Rzeczniczka Komendanta Nadwiślańskiego Oddziału Straży Granicznej kpt. SG Dagmara Bielec przekazała, że każdy z incydentów następował po sobie co pół godziny, utrudniając płynność odpraw.
Najpierw 21-latek przed odlotem do Nicei oświadczył, że w jego bagażu znajduje się granat, potem kolejny pasażer 32-letni odlatujący do Alicante zażartował, że ma w walizce dwie bomby, natomiast 44-letni mieszkaniec powiatu wyszkowskiego, odprawiając się na rejs na Kos, stwierdził, że ma dynamit.
Wycofani z rejsów
Natychmiast zareagowali funkcjonariusze Straży Granicznej, którzy m.in dokładnie sprawdzili bagaże. Wynik był negatywny.

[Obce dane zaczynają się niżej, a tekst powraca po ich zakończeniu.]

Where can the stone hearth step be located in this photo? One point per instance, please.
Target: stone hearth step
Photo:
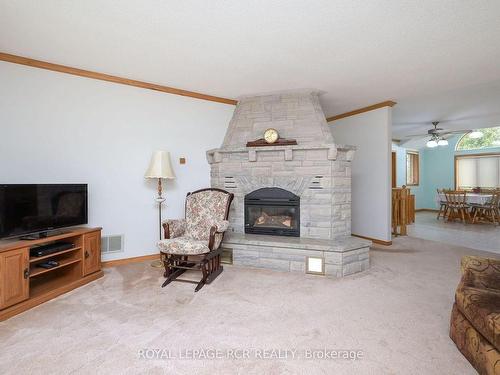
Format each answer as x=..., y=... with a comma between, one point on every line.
x=342, y=256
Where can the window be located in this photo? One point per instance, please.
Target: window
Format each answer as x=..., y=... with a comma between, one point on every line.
x=489, y=137
x=477, y=171
x=412, y=169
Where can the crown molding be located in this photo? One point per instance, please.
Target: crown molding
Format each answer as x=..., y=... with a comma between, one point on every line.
x=110, y=78
x=388, y=103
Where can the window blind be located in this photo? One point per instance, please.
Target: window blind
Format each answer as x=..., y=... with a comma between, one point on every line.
x=478, y=171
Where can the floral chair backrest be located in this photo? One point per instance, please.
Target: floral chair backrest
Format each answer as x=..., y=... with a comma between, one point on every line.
x=203, y=210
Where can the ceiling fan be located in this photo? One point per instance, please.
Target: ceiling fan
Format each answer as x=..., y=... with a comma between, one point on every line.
x=439, y=136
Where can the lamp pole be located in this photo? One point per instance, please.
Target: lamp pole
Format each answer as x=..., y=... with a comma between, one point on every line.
x=160, y=167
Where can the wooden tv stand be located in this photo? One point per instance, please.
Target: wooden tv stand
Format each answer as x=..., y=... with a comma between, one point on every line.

- Podczas rozmowy z funkcjonariuszami Straży Granicznej każdy z nich (pasażerów - red.) tłumaczył się, że to był głupi żart. Przewoźnicy obsługujący odprawy na poszczególne trzy rejsy postawili wycofać mężczyzn z listy pasażerów. Jeden z nich został ukarany mandatem karnym, pozostali otrzymali wezwania do stawiennictwa w PSG Warszawa-Okęcie w celu kontynuacji czynności w sprawie incydentów - poinformowała kpt. SG Bielec.